The art form was born in the Paralekhamundi village of the Gajapati district of Odisha, but since the art is so old- it has become almost impossible to trace the timeline of origination quite correctly. According to the official Art and Craft site of Gajapati district, the horn work first began under the reign of Raja Narayana Deb of Paralekhamundi and the first items to be produced were basic combs, which were not particularly artistic of intricate in style.
The true person responsible for bringing the craft into the present form was Rao Sahib K.V Apparao, who created firework containers out of horns but soon discovered that they were quite flexible and could also be molded into different shapes. At the request of the Maharaja, the artisan shaped out a bird figurine out of the horns and it instantly became a wild success. Soon after their fame spread far and wide across India, and soon enough they began to be exported to other countries.
The process is quite simple and includes :
1.Cow horns, buffalo horns, and stag antlers are most commonly used in this craft.
2.The item is precisely and carefully carved out of the strong and solid area of the horn.
3.Shaped in moderate heat conditions, the rough surfaces are evened out with the help of files or stainless steel blades.
4.The patterns on the object are made and then the women of the families are handed over the object for polishing with sandpaper.
During the Second World War, these artisans furnished the people with essentials like spectacle frames and razors, but are now mostly limited to the production of decorative items like pen stands, snuff boxes and lamp shades.

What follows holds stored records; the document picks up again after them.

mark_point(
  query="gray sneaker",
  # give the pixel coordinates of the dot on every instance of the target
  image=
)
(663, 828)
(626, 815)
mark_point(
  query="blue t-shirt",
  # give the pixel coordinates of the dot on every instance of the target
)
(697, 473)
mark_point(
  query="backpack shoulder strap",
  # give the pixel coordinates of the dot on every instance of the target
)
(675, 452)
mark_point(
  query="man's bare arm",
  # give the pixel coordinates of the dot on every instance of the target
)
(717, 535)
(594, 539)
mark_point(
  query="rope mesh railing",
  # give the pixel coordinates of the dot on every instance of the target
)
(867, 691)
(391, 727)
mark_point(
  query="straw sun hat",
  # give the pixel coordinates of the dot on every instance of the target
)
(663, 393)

As the government site notifies us, the present economic condition of the handful of horn work artisans is quite sad and they are all struggling to keep themselves afloat in these dark days – with most of the younger generations opting out of the career which yields no revenue. We as conscious citizens should strive to create awareness on these matters and help them get back to their feet, as this heritage had once enabled them too.